The question came after he and his partner — responding to a call of a person acting strangely at a YMCA — Tasered a young Black man five times during a chaotic fight, wrestled him to the ground and handcuffed him facedown on a basketball court.
Callahan sat on David Cornelius Smith’s legs while his partner, Timothy Gorman, pressed his knee for 4 minutes and 30 seconds between Smith’s shoulders, a video shows. Smith moaned on the floor, then fell silent.
“Dave, what are you on, man?” Gorman asked.
“You gonna talk to us?” Callahan added, and later checked for a pulse.
He found none.
Smith, 28, died at a hospital about a week later, on Sept. 17, 2010. The county medical examiner ruled his death a homicide, listing cardiac arrest as the cause and “mechanical asphyxia” — the kneeling — as a major contributing factor.

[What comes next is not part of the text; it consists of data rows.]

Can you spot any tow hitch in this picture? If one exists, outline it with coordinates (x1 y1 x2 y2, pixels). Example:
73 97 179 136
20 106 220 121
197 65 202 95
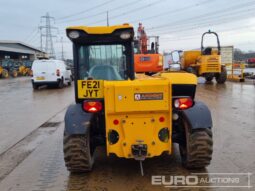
131 144 147 176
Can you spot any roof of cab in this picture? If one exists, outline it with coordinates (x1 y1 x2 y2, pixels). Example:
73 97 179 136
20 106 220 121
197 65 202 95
66 24 133 34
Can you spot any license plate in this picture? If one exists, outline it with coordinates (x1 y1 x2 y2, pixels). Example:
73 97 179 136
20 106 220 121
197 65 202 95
78 80 104 99
36 77 45 80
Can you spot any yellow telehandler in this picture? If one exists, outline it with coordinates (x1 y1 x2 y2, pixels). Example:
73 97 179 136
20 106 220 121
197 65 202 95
63 24 213 174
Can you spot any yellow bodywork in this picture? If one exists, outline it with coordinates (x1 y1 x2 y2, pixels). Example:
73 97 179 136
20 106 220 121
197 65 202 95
67 24 133 34
77 72 197 158
72 25 197 159
181 50 221 76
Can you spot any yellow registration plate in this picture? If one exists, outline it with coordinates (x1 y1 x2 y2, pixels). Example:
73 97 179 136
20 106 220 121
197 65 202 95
36 77 45 80
78 80 104 99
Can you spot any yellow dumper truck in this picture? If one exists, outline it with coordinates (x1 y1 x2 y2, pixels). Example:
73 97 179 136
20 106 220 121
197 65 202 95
181 31 227 84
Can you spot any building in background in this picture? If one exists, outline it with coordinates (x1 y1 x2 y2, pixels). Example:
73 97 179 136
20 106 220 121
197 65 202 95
0 40 48 61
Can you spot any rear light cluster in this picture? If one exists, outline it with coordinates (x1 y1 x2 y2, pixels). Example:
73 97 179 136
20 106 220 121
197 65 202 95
82 101 103 113
158 55 163 66
56 69 60 76
174 97 193 110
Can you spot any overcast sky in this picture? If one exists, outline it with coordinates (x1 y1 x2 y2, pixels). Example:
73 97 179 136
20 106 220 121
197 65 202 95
0 0 255 58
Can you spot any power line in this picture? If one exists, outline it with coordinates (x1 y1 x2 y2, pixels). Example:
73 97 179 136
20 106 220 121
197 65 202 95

A decade later, Smith’s sister Angela watched a viral video of another Black man pleading for breath under the weight of a Minneapolis officer.
“You can’t imagine the pain I felt when I watched the video of George Floyd with the officer’s knee on his neck, and [him] on the ground by himself,” Angela Smith said.
Both men died after police spent several minutes kneeling on them, including after the handcuffed men showed no outward signs of resistance, videos show.
After Floyd’s death in May, which was also ruled a homicide, four Minneapolis police officers were fired and criminally charged, and his death launched nationwide protests over racism and police violence.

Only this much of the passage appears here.